On another occasion the heavens above the Blue Mountains seemed to be aflame. Again Derr and his family prayed through the night.
Among other things he noted that a bluebird made its appearance on February 27, 1847, and this was always interpreted as a sure sign of spring, but this time the sign failed because the next day brought a fierce blizzard which closed the roads for several weeks.
Archival Notes: In our photo it is noted the trough was located in Bernville at the time the picture was taken. More information on Peter Derr is available on pages 36,40-42, Vol.2 of the Passing Scene Meiser & Meiser.

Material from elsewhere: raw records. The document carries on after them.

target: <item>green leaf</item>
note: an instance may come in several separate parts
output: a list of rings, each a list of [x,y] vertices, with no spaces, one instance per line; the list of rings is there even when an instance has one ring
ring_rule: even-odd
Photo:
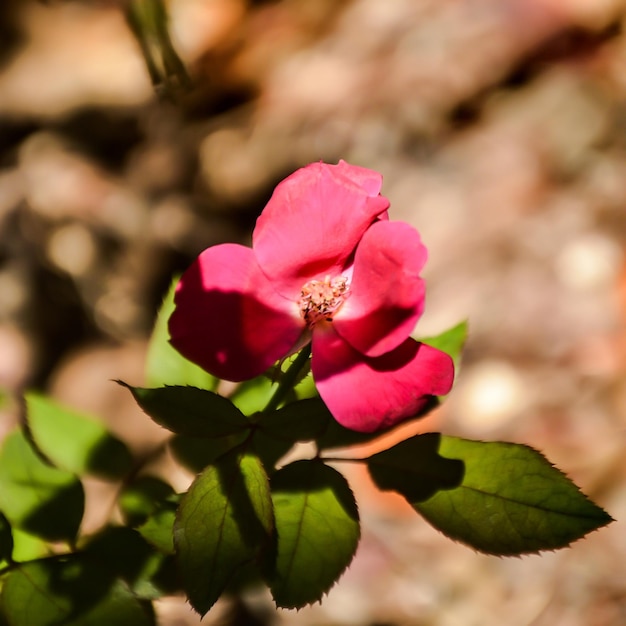
[[[217,438],[250,428],[250,422],[227,398],[197,387],[131,387],[137,404],[160,426],[190,437]]]
[[[123,580],[142,597],[157,597],[152,578],[162,555],[141,534],[126,526],[107,526],[89,538],[83,554],[91,567],[111,580]]]
[[[313,375],[309,372],[294,388],[298,400],[319,398]]]
[[[170,344],[167,323],[174,312],[174,292],[177,283],[178,277],[175,277],[156,318],[146,357],[146,383],[150,387],[190,385],[215,390],[219,380],[188,361]]]
[[[122,581],[116,580],[107,595],[95,607],[79,619],[70,622],[68,626],[111,626],[111,624],[156,626],[152,603],[138,598]]]
[[[433,398],[412,419],[423,417],[437,404],[438,400]],[[406,425],[407,421],[402,422],[401,426]],[[335,420],[319,397],[290,402],[277,411],[261,416],[257,426],[257,434],[265,435],[267,438],[291,444],[314,440],[320,450],[368,443],[393,430],[391,428],[374,433],[361,433],[345,428]],[[288,448],[284,452],[287,450]]]
[[[253,415],[265,408],[275,387],[276,383],[269,376],[262,374],[239,384],[230,400],[244,415]]]
[[[260,376],[240,383],[231,394],[230,399],[245,415],[260,413],[276,392],[278,384],[284,383],[285,376],[289,376],[291,379],[291,383],[288,384],[290,391],[287,392],[281,404],[317,395],[310,375],[311,360],[308,358],[308,354],[310,354],[310,350],[307,350],[307,359],[299,371],[292,371],[287,374],[294,362],[300,357],[300,354],[291,355],[270,367]]]
[[[171,485],[164,480],[143,475],[125,485],[118,503],[126,523],[139,526],[157,510],[162,501],[173,494]]]
[[[417,435],[372,455],[367,468],[380,489],[421,502],[442,489],[458,487],[463,480],[463,462],[442,457],[440,444],[439,433]]]
[[[76,537],[85,497],[80,481],[51,467],[20,431],[0,450],[0,510],[12,526],[49,541]]]
[[[12,534],[14,561],[31,561],[50,552],[50,546],[41,537],[15,527],[12,529]]]
[[[154,626],[150,604],[87,559],[32,561],[11,571],[0,595],[11,626]]]
[[[315,440],[320,449],[365,443],[383,434],[360,433],[344,428],[335,421],[319,397],[290,402],[277,411],[263,415],[258,421],[258,430],[268,437],[292,444]]]
[[[467,340],[468,329],[467,320],[464,320],[436,337],[421,338],[419,341],[449,354],[454,360],[455,365],[458,365],[463,346]]]
[[[258,556],[272,528],[269,484],[256,456],[233,450],[193,482],[178,510],[174,545],[184,588],[200,615]]]
[[[57,467],[111,479],[129,471],[128,448],[104,424],[38,393],[26,393],[25,400],[33,440]]]
[[[197,474],[223,454],[243,443],[247,436],[248,433],[245,431],[217,439],[174,435],[169,441],[169,448],[181,465]]]
[[[178,498],[166,500],[137,528],[141,536],[163,554],[174,554],[174,522],[177,508]]]
[[[276,604],[317,602],[352,561],[359,514],[345,478],[319,460],[296,461],[271,480],[276,524],[275,560],[266,573]]]
[[[255,431],[251,444],[256,455],[261,459],[268,476],[274,472],[280,459],[293,447],[291,442],[268,437],[261,430]]]
[[[439,454],[463,463],[461,484],[409,501],[435,528],[481,552],[563,548],[611,521],[528,446],[441,437]]]
[[[291,402],[263,415],[258,421],[258,428],[268,437],[296,443],[317,439],[331,421],[334,419],[326,405],[319,398],[311,398]]]
[[[13,558],[13,533],[9,520],[0,512],[0,561],[11,562]]]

A correspondent, who prefers to remain anonymous to readers of this column, has sent us an account of old-time fences which once marked the boundary lines of fields in eastern Pennsylvania. In compiling his list the contributor is aware that he has overlooked some types and asks us to appeal to readers for information about other kinds of early fence structures. Here we reproduce his list, including some comments which he has made and adding some of our own.
Stone Fences: One of the earliest types. Usually built by carrying the rocks from the cleared fields and making them serve as walls around the field. In this way a dual purpose was served. Such fences were common along the glacial edge which runs a direct line through southern Berks.
Slab Fences: Made from slabs of wood cut from logs at saw mills. No lumber was to be wasted.
The Pale Fence, or Clapboard (Glappboard), frequently used to enclose the premises of the house and garden. This type of fence required annual white-washing. A small village near Brownsville still bears the local name Glappbordstettle, as a tribute to the succession of houses whose front yards are enclosed by pales, neatly white washed.
The spite Fence, a type not confined to Berks, by any means.
Ornate Iron Fences, frequently of elaborate designs. This kind of fence has made Friedensburg famous among tourists.
The “worm” or Warrem Fence, cuttling a zipzag line between fields was not the same as the Stake or Schtalka Fence according to our correspondent. The “worm” fence was constructed of smaller timbers than the stake fence and was designed to keep only smaller animals, such as sheep, in pasture while the larger stake fence was built to enclose the pasture for cows and horses.
Then there was the “stickle” fence, usually constructed by driving stakes into the ground close together; the Storm Fence formed by planting evergreens closely so that they formed a windbreak. The state highway department has used the same idea in the construction of snow fences; the Privet Hedge and Brush (Hecke) Fences.
Unique in the farming area of eastern Pennsylvania is the artistic Barnyard Fence. The commonest type was fence of seven or more rails or sliding boards attached to stone pillars of limestone. Frequently these pillars were topped off by a miniature roof arrangement. These ornate fences served to add another artistic touch to the Swiss-type barn.
The writer mentions the Horse Shoeing Fence known to the English as stocks but named Node Stahl by the Pennsylvania Dutch. Graveyards usually fenced in by some very secure fences or walls, frequently of native limestone.